Rough-Seas-Ahead

Rough Seas Ahead

Red Sea Crisis Cripples Ethiopian Trade Exposes Economic Vulnerabilities

As a landlocked country, Ethiopia relies heavily on the ports of Djibouti and Eritrea for its international trade, with the Red Sea serving as a crucial maritime corridor. However, the ongoing crisis in the region, which began on October 7 with Hamas attacking Israel, is having significant ramifications for Ethiopia.

EBR’s Eden Teshome delves into the challenges faced by Ethiopian businesses amidst the escalating conflict between the Houthi rebels in Yemen and Israel’s retaliatory strikes in the Red Sea. Ethiopian importers and exporters are feeling the strain, from rerouting shipments and enduring longer transit times to dealing with skyrocketing freight rates and potential infrastructure bottlenecks. This piece explores how this regional security issue disrupts global maritime trade and forces Ethiopian firms to explore alternative markets and distribution channels.
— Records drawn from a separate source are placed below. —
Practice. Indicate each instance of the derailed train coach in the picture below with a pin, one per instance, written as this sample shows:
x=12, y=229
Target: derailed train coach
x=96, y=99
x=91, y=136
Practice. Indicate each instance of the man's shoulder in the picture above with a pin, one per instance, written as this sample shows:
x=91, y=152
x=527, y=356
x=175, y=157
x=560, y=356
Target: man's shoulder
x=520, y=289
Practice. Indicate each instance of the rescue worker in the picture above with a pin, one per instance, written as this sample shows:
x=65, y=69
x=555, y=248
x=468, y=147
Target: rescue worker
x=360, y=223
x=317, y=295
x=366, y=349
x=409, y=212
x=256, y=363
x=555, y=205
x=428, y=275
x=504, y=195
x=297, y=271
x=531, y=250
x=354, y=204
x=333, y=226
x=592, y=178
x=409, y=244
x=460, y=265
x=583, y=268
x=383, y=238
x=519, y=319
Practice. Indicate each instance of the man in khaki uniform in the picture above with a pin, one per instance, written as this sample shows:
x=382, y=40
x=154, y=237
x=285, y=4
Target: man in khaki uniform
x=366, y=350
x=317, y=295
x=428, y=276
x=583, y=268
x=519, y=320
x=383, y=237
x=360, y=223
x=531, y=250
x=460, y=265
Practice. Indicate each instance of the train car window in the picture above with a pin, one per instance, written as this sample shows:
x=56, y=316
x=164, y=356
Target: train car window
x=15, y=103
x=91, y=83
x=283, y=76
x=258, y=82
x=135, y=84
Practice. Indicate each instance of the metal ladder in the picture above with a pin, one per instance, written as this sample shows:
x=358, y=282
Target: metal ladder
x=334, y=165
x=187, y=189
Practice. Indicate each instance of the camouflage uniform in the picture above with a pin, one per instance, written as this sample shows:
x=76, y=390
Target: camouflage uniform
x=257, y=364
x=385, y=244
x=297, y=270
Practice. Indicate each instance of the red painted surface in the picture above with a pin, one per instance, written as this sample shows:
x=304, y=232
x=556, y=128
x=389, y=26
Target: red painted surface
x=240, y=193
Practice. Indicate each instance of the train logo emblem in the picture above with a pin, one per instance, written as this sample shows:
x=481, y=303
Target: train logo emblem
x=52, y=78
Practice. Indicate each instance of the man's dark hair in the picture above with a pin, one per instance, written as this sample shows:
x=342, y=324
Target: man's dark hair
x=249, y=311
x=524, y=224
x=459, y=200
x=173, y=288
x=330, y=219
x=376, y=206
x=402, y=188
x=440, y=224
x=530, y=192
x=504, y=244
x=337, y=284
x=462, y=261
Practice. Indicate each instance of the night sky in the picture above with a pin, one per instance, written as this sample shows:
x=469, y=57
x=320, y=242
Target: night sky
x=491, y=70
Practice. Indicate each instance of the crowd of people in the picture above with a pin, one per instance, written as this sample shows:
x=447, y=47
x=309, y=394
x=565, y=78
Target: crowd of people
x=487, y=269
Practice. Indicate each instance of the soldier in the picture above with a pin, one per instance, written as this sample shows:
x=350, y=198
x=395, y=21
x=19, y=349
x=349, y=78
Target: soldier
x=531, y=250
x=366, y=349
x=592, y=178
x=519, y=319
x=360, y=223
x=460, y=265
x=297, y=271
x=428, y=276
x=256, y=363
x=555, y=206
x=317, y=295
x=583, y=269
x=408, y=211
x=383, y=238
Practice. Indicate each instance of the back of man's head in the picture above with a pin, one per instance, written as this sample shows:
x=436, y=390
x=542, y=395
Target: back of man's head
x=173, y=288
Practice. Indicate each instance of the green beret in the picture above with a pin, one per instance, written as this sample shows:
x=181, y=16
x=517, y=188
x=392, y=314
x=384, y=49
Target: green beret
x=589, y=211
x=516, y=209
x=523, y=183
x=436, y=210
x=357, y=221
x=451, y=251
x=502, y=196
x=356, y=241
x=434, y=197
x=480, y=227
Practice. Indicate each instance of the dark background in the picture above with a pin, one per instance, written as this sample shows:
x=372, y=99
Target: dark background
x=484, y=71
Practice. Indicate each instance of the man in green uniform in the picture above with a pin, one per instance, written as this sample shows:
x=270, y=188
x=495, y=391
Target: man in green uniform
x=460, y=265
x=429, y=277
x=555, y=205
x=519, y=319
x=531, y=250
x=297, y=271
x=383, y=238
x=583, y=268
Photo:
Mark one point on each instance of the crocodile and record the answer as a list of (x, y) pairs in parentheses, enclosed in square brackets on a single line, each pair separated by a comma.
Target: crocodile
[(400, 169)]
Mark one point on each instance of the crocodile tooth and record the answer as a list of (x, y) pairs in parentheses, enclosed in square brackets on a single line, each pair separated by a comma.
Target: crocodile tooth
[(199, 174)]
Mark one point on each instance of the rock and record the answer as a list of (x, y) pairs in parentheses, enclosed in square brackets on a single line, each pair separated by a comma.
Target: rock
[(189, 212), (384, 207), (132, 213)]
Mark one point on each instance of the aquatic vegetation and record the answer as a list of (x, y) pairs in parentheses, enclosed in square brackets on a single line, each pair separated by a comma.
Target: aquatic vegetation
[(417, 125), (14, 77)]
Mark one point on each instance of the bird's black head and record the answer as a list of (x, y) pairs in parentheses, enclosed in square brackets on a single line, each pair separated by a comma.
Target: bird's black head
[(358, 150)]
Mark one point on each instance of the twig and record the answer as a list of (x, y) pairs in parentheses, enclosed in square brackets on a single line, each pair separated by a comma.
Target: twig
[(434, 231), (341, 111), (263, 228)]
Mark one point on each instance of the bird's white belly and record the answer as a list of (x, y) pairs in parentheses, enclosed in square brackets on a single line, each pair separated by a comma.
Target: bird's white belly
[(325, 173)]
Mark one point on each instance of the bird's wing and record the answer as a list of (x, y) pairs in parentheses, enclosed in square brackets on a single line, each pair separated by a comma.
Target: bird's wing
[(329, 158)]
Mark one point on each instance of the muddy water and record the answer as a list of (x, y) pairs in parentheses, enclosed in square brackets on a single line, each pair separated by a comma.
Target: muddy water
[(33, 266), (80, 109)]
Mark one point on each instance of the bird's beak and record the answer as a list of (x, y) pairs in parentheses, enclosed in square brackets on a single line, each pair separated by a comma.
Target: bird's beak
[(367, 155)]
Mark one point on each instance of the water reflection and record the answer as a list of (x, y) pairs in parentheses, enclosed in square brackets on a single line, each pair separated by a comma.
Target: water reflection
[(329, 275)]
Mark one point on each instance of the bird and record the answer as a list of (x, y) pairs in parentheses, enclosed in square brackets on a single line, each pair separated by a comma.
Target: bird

The Red Sea crisis, which began in October 2023, involves the Iran-backed Houthi movement in Yemen launching missile and drone attacks on Israel, seizing and attacking merchant and naval vessels in the Red Sea, and threatening to target ships heading to Israeli ports. This crisis stems from the ongoing conflicts in the region, including the Israel-Hamas war, the Iran-Israel proxy conflict, and the Yemeni crisis.

In response, the UN Security Council has condemned the Houthi attacks, and the United States-led Operation Prosperity Guardian has been launched to protect Red Sea shipping with coalition air and missile strikes against the Houthis, while other countries are independently patrolling the waters near Yemen. The Red Sea is in crisis, with the Houthi gambit in the Red Sea imposing severe costs on global trade, similar to the issue of Somali piracy a decade ago. Although the United States and its allies are taking military action to suppress the Houthi threat, the crisis extends beyond just the trouble emanating from Yemen, reflecting the complex and interconnected nature of the conflicts in the region.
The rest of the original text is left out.